Montjoye was known to the scientific community for a study conducted in 2013 that analyzed fifteen months of human mobility data for 1.5 million individuals to demonstrate that human mobility traces are highly unique.
The research on mobility showed that four data points, for example geographic location and time, were enough to identify a person from lard data set of mobile phone records in 95 percent of the time.
This time, the team of researchers has analyzed credit card transactions provided by an unnamed major bank, the data are related to transactions of 1.1 million people in some 10,000 stores over a three-month period.
The researchers were evaluating how much data they needed to identify a person’s transactions from a larger data set of transaction metadata that of course not include personal information (i.e. names, addresses, email addresses and other info). They didn’t try to actually identify a specific individual, but instead to quantify the mount of data necessary to link transactions to a person.
“We did not try to find a specific person on purpose,” Montjoye said.
The experts verified that by knowing an individual’s location and four transactions was enough to fingerprint 90% of the spenders, and just adding price information (i.e. purchase receipts) allowed them to identify a specific individual with just three transactions.
Researchers could also identify individuals from “one receipt, one Instagram photo of you having coffee with friends, and one tweet about the phone you just bought,” they explained. “The fundamental scientific question is one of our human behavior,” de Montjoye said. “It’s really how our behavior compares with that of others and eventually makes us unique and identifiable.”
The researchers didn’t try to actually identify particular individuals, but instead to figure out on average how much data would be needed to narrow transactions down to a person.
In the last years, we are a long debated on the right to anonymity and about mass surveillance operated by governments that in some cases defended their operations sustaining that they were collecting only metadata.
This research demonstrates that removing names and email addresses from the records is not enough to protect how anonymity, and Intelligence Agencies know this!
“What our study shows is that this is not enough to prevent identification,” he said.
The only way to protect user’s identity from prying eyes is to adopt data that must be “provably” anonymous, and make it impossible to de-anonymize individuals.
Verifying which conditions could ensure that data could not be linked to a user’s identity is very difficult as explained by de Montjoye, people should be aware of the potential risks of identification.
“One way to protect against correlation attacks is to blur the data by binning certain variables.
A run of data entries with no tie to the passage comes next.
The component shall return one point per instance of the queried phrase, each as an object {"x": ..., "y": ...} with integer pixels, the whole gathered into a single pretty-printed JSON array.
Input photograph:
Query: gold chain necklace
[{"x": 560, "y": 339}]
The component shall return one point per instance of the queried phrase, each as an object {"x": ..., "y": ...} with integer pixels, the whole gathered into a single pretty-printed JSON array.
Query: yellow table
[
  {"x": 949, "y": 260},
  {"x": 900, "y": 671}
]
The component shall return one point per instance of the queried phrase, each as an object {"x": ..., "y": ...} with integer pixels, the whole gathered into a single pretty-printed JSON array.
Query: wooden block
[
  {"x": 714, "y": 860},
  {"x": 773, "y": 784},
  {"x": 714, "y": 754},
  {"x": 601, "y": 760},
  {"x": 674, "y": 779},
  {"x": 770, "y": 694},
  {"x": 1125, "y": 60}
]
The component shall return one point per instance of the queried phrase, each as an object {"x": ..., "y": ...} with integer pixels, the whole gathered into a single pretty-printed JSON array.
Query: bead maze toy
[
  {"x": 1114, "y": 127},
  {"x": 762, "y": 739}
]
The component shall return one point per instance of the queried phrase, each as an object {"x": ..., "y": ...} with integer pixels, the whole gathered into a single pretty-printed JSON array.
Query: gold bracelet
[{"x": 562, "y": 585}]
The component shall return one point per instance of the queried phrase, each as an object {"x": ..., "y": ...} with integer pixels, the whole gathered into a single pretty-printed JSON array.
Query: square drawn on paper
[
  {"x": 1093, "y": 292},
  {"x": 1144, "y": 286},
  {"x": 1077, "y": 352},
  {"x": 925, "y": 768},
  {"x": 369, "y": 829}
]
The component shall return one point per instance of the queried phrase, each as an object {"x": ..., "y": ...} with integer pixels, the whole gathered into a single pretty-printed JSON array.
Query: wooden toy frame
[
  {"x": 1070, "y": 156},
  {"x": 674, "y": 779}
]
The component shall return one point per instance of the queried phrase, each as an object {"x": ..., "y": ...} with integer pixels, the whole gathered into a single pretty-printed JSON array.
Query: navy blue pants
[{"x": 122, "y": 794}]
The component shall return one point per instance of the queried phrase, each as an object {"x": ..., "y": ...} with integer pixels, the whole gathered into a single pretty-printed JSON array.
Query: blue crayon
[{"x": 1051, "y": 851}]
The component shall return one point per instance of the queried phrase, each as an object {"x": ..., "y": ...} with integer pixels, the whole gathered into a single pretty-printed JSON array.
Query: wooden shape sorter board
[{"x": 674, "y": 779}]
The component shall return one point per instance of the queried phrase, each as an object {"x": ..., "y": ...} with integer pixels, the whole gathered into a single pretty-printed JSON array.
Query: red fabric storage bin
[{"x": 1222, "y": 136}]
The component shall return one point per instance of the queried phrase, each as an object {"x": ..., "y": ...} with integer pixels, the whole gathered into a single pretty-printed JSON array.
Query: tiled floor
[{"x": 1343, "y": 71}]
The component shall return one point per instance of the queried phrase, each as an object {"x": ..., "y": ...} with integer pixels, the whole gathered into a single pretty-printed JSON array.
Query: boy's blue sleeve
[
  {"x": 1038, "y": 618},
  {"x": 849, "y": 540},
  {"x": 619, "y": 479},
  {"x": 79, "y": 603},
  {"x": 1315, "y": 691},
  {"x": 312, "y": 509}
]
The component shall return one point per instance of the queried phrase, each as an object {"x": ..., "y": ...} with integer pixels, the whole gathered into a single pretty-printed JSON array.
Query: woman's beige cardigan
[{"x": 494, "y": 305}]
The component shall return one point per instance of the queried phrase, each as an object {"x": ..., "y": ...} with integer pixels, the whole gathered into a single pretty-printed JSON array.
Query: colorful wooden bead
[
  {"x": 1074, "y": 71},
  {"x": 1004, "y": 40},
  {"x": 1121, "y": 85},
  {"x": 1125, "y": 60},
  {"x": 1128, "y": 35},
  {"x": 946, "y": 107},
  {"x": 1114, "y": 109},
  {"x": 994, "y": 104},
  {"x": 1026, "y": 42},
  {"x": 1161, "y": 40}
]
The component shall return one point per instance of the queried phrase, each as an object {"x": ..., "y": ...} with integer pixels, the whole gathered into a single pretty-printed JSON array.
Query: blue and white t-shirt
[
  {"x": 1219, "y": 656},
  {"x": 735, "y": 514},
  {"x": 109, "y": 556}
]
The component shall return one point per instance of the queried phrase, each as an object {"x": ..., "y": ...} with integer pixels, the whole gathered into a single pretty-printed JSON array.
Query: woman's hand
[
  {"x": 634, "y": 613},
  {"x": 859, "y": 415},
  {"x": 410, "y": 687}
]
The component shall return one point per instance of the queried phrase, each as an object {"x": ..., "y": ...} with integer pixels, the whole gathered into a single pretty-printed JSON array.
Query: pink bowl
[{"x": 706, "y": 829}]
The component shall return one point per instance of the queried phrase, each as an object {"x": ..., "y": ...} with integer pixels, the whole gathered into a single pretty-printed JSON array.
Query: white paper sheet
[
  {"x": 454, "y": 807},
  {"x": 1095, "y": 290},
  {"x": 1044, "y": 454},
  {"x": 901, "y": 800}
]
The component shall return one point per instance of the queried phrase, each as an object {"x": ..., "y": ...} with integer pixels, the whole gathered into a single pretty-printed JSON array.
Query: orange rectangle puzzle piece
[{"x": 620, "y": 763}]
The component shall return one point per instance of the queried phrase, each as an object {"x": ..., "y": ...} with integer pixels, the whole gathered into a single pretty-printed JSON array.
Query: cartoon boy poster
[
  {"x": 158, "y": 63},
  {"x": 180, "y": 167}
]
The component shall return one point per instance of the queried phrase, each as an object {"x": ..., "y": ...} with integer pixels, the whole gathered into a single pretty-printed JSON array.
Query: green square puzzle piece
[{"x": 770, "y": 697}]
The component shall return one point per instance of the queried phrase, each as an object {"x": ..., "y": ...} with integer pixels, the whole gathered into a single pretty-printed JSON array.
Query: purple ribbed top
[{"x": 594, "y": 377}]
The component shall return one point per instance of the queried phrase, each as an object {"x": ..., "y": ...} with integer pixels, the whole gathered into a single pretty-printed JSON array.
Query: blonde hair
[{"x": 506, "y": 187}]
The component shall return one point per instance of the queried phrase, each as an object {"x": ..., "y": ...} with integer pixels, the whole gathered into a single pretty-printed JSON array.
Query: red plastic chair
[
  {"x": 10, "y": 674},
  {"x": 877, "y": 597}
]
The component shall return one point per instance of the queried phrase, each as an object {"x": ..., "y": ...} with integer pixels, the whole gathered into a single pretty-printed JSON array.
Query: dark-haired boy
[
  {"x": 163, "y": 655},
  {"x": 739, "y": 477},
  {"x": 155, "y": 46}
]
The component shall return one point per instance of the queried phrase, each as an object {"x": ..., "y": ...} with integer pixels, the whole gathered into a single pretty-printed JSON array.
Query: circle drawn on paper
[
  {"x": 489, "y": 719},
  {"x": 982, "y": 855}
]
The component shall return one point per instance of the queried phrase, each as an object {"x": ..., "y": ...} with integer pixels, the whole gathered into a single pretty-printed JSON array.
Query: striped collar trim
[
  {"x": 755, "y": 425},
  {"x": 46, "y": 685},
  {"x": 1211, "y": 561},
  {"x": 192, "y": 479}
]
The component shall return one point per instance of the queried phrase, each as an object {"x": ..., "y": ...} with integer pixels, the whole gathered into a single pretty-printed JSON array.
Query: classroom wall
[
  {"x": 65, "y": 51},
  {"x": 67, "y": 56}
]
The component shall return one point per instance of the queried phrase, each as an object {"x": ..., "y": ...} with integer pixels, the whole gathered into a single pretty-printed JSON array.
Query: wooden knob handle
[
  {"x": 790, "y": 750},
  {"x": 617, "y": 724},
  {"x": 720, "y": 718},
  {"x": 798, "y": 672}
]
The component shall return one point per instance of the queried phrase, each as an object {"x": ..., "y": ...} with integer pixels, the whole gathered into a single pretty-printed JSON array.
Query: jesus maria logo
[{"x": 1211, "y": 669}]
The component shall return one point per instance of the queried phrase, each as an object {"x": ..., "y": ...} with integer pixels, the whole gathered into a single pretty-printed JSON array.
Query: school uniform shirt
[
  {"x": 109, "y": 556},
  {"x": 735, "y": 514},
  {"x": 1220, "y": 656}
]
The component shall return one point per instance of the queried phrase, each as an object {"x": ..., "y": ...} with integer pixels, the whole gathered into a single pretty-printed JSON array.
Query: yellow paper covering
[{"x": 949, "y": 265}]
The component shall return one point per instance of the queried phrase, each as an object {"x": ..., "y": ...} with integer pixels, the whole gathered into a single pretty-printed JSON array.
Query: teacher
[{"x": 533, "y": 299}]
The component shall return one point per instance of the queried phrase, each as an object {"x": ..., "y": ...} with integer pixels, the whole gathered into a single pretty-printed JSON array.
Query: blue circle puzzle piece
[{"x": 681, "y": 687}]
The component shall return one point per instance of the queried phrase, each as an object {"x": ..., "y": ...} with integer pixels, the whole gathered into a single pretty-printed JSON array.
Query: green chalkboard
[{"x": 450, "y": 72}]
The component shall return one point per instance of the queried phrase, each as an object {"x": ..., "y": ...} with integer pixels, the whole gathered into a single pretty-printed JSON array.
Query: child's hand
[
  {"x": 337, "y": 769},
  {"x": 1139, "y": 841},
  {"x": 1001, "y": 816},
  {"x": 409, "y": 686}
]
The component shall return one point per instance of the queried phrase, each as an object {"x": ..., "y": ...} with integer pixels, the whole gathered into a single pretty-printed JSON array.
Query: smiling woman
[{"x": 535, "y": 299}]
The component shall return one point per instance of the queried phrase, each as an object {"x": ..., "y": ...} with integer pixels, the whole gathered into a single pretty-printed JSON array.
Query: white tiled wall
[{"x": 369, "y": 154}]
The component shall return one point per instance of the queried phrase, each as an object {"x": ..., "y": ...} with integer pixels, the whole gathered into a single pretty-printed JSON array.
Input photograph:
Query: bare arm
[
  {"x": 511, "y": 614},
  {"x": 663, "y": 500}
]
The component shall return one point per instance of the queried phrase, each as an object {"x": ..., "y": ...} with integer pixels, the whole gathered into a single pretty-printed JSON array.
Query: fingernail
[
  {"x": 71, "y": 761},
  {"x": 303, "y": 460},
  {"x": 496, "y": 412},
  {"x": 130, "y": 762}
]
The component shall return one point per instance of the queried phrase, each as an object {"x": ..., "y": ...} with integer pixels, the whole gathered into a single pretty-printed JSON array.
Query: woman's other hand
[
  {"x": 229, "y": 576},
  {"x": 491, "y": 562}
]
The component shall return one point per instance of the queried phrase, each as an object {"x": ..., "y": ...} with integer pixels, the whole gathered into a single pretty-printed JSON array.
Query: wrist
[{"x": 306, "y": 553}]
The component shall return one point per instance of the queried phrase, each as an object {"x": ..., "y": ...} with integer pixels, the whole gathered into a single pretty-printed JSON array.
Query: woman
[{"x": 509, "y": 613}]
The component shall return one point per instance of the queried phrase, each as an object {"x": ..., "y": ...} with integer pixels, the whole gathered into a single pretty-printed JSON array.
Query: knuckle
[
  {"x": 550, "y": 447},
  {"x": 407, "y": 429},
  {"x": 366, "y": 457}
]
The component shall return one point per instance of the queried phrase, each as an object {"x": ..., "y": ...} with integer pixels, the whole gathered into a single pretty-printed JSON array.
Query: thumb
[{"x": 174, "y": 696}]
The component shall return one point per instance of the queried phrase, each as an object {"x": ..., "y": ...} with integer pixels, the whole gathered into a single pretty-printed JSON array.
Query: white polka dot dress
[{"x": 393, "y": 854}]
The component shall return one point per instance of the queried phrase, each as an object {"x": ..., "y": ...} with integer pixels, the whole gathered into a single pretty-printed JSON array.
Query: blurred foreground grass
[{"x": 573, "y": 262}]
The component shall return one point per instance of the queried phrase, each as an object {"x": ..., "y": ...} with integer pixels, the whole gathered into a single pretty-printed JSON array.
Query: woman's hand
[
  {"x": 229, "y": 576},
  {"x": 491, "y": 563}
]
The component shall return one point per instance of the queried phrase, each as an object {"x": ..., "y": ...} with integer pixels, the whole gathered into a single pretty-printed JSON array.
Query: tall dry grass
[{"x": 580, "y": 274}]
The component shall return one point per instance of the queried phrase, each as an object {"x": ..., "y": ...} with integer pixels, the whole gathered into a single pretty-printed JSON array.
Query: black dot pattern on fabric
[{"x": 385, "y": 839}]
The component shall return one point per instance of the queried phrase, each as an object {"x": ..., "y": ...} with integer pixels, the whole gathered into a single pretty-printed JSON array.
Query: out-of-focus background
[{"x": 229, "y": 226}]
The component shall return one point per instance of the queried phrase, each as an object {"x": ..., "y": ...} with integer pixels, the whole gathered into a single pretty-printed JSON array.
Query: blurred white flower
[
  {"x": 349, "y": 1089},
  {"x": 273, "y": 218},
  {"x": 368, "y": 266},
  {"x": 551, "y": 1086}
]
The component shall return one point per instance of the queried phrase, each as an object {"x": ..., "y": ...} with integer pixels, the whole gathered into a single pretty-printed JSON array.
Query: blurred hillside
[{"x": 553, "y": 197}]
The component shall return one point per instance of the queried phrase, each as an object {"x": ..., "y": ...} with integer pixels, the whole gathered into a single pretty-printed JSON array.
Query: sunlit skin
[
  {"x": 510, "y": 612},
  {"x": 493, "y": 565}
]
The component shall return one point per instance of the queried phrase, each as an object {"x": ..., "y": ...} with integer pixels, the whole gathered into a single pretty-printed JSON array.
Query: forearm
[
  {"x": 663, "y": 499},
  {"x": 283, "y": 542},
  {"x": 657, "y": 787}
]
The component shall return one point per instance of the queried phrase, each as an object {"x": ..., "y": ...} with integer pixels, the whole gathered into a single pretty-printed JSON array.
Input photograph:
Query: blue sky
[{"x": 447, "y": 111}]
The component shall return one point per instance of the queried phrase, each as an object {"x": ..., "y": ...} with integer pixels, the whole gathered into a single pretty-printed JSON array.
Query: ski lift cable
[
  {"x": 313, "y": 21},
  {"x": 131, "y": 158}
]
For example, rather than revealing the exact day or price of a transaction, the public version of the data set might reveal only the week in which it occurred or a price range within which it fell. Binning did not thwart de Montjoye‘s correlation attack; instead, it only increased the amount of information needed to de-anonymize each person to the equivalent of a dozen receipts.”
“I don’t think it’s ever going to be 100 percent safe, but there are steps that can be taken,” Montjoye said.